Review: Troubled Minds
- In their debut feature, Latvian brothers Raitis, Lauris and Mārcis Abele explore the existential collapse of two artists struggling to cope with their mental-health issues
It’s always challenging to transpose to the big screen the pain and the misfortunes of someone severely affected by mental-health issues. Inspired by real-life events that happened to a close bipolar friend of theirs, the Abele brothers – writer-directors Raitis and Lauris with DoP Mārcis – have presented their feature debut, entitled Troubled Minds [+see also:
interview: Lauris Abele, Raitis Abele …
film profile], in the First Feature Competition of this year’s Tallinn Black Nights Film Festival.
Billed as a “dramedy” – a definition only partly accurate, as here one will find way more drama than comedy – Troubled Minds follows Robert (Toms Auniņš) and Martin (Mārcis Lācis), two brothers and provocative visual artists working on their biggest exhibition. Robert and Martin struggle to move forward with their work, fearing that they will compromise the deal they have with Gunnar, a prominent local art gallerist backing their exhibition (Juris Žagars). The days go by, marked by their abuse of psychotropic substances, heavy drinking, casual encounters, disrupted sleep cycles, hallucinations and wild sex. Their chaotic lifestyle is evidently reflected through the film’s frenetic camera work, its flashing colours and the pounding soundscape, not too subtly recalling the psychedelic, disturbing atmospheres of Gaspar Noé’s work.

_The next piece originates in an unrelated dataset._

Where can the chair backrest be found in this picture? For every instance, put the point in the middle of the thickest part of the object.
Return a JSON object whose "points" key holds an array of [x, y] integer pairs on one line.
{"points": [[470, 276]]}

In any case, the movie slowly hits its stride as we get to know more about the two lead characters. Their conflicting personalities gradually emerge, and we thus realise how explosive their future clashes might be. Martin seems the one always pushing things to the extreme, firmly convinced that the reversal of the magnetic poles will take place in the near future – a belief that is set to trigger unexpected consequences. Meanwhile, Robert adopts a more cautious and grounded profile, despite not being entirely lucid or at peace with himself. The development of their relationship is perceivable not only through their behaviour and life choices, but also by observing how they radically transform their appearances, and in particular their beards and haircuts.
On a more light-hearted note, the film does not hesitate to depict the crazy underworld of (pseudo-)artists and the clichés surrounding the sector’s connoisseurs, often caught admiring incomprehensible contemporary artworks.
The closing scene is the most emotional of the whole picture. It successfully captures the burden of living with bipolar disorder and other mental-health afflictions. In it, the huge, black cube we see at various point during the film, which plays a symbolic role throughout, takes on a new meaning that is open to multiple interpretations.
Owing to its controversial narrative and characters, Troubled Minds will surely divide the audience. Nevertheless, it is a journey worth exploring, and a rather audacious cinematic experiment within the context of the Baltic region’s film scene.
Troubled Minds was produced by Riga-based Tritone Studio.